Eu sinto que todas as babaquices de quem é muito rico tem alguma função, exceto
o jet ski. A piscina ao menos refresca. O iate é ao menos um meio de
transporte. Vinho pelo menos deixa bêbado. O jet ski não faz nada. É apenas um
jeito de jogar muito dinheiro fora.
“Crescer na
vida” no estágio classe média – elite não significa nada além de inventar novos
supérfluos. E a classe média não mede esforços no sonho de querer parecer cada
vez mais com a elite que venera. Para quem não me conhece, eu sou um paulistano
de classe média, faço parte do grupo social mais imbecil da história da
humanidade, embora tente ao máximo sair disso. Sou o hipócrita, como dizem meus
amigos de classe média descontentes com as minhas críticas. Nenhum assunto no
momento me causa mais brigas com os meus amigos deste mundo do que casamentos.

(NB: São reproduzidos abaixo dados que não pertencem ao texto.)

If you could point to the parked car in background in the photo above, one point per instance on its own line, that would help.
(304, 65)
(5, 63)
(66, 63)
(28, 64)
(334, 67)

A impressão que tenho é que paulistanos de classe média simplesmente não
conseguem mais casar em SP. Tem que ser um casamento “mágico”, normalmente
copiado das séries americanas dos anos 90. Eles não conseguem mais casar num
salão de festas na Lapa num sábado à tarde, tem que ser numa fazenda ou na
praia e tem que durar o fim de semana todo. E tem que ser tudo exagerado, quase
um jet ski. Isto vai criando uma espécie de rede de desperdícios. Vendo que a
classe média agora casa na praia no fim de semana, o casamento do rico acontece
na Europa e dura sei lá quantos dias. E assim vamos.
A nossa hierarquia
social se reflete na rede de conselhos. É muito raro uma pessoa mais pobre dar
conselhos para alguém mais rico. É raro não só o rico ter interesse em ouvir o
que o mais pobre tem a dizer, mas também o próprio pobre se sentir à vontade
para falar. Mais do que isto, é muito raro a pessoa mais rica ter interesse
real na vida da pessoa mais pobre e ocorre certa aversão do mais rico quando
ele acha que o mais pobre exagerou no consumo. O rico dono do jet ski fica bem
contrariado quando vê o gerente da sua empresa aparecer com um carrão novo na
firma. “Ele deu um passo maior do que as pernas”, pensa o rico. A mesma coisa
acontece com a pessoa de classe média quando vê alguém mais pobre, por exemplo,
comprar um Iphone. Aliás, poucas coisas revoltam mais uma pessoa de classe
média do que pobre de Iphone. “Que irresponsabilidade!”. É neste contexto de
país que chegamos a Paulo Guedes.
Em entrevista à
Folha de São Paulo neste fim de semana, o ministro da Fazenda do Brasil disse
que rico sabe poupar, mas pobre não. Não sei se Paulo Guedes tem um jet ski,
mas neste texto eu o tratarei como dono de um. Paulo Guedes é o dono do jet ski
que não entende como um pai de família que ganha um salário mínimo por mês não
consegue poupar. Paulo Guedes é o dono de jet ski que matricula os filhos numa
escola que custa cinco dígitos, mas não sabe como um pai de família que ganha
um salário mínimo por mês não consegue poupar. Paulo Guedes é o dono de jet ski
que gasta cinco dígitos numa garrafa de vinho, mas não sabe como um pai de
família que ganha um salário mínimo por mês não consegue poupar.
No Brasil
vivemos em bolhas. Do mesmo jeito que a minha bolha é a da classe média que
quer casar na praia tipo os personagens de séries americanas, a bolha de Paulo
Guedes é a dos donos de jet ski. Imagino que uma vez por mês, os donos de jet
ski se reúnam uma vez em Trancoso, em Jurerê Internacional ou em New York para
debater os rumos do mundo. Eles são as pessoas que dão os conselhos e, como tais,
não precisam ouvir ninguém. Poupar é fácil para quem tem jet ski. Eles não
estão dispostos a ouvir os que estão abaixo e conhecer suas dificuldades. Não é
a função social deles. Eles decidem e aconselham, e o conselho do momento é
poupar.
Poucas atitudes
são tão arrogantes quanto o ato de aconselhar. A pessoa que aconselha se
enxerga sempre como superior moralmente à aconselhada. Ela sabe o que é melhor
para a vida do outro, mesmo sem saber os detalhes e as dificuldades reais da
vida do aconselhado. “Pobre tem que gastar menos”, diz o dono do jet ski.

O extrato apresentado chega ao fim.